We’re lucky to all live in the same village so they’ve been able to see each other from a distance. Even his friend from nursery lives close enough we’ve been able to cycle by and drop off little gifts and crafts.
It’s been great for them and also given us something to do and a reason to get out.
We have discovered so much, right on our doorstep and it’s been wonderful.
Exploring footpaths old and new, finding smaller details in familiar settings and brand new areas.
We’ve found streams, rivers, bridges. Hollowed out trees and ancient forts.
We’ve got lost, had adventures and covered miles and miles. Between walking and cycling we kept a sense of freedom and it has always been something I’ve loved, so to have all this extra time to do it has been marvellous.
We’ve seen so much nature, even a mole bottom disappearing into it’s mole hole!
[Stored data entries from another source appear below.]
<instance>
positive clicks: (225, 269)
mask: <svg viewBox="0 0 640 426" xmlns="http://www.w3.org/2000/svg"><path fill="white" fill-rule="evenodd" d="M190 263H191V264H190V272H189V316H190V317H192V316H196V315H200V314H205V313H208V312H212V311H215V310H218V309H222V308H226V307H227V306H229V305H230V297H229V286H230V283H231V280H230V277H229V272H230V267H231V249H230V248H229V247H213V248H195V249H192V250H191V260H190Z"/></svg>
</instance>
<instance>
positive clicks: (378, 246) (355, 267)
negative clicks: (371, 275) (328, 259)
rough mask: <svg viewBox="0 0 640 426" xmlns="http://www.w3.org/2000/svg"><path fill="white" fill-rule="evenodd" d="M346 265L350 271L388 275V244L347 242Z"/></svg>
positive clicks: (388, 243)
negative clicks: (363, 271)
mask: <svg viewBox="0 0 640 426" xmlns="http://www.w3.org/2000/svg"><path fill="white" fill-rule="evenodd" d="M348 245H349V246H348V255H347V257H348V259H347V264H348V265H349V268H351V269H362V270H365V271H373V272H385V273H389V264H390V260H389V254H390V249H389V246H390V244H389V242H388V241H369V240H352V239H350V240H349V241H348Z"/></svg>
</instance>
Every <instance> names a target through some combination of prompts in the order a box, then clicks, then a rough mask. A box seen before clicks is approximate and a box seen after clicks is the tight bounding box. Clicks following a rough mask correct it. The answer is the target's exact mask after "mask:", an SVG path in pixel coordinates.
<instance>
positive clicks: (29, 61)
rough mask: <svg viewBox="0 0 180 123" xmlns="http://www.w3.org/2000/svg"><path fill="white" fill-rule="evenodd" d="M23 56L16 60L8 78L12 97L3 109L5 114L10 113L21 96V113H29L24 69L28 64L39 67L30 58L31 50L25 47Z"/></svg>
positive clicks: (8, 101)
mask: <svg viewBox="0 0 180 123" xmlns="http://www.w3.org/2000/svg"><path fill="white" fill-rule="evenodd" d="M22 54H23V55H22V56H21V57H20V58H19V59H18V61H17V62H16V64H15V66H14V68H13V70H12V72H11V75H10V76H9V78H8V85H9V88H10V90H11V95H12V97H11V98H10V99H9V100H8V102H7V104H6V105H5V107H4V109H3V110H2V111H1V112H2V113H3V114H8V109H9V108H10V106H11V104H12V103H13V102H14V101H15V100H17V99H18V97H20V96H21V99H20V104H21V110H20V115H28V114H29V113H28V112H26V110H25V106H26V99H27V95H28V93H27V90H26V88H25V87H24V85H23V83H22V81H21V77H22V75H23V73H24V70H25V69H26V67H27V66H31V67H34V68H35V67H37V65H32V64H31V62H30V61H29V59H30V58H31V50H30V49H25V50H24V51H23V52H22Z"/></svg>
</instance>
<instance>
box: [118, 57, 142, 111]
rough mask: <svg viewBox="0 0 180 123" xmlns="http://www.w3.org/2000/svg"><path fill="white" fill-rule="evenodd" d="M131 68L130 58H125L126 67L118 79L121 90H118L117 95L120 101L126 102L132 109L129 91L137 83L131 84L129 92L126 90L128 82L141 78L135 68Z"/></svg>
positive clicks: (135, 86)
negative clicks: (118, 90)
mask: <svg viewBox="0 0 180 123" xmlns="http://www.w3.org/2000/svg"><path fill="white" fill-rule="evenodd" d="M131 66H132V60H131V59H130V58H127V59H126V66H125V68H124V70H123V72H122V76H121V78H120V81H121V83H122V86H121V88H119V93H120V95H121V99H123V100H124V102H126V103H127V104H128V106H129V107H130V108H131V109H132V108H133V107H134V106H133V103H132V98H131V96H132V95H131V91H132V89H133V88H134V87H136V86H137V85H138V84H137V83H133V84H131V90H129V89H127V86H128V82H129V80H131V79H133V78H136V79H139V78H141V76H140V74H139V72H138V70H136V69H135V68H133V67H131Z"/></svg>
It’s been fascinating and we’ve learnt a lot.
I hope it’s something we keep up, no rushing around, just a drink and a few hours of walking. It’s been one of my favourite things about lockdown, so it would be a shame for it to end.
Disclosure – my handwash and face cream were both gifted items, that I found to be genuinely helpful and couldn’t have come at a better time. All thoughts, opinions and images are my own.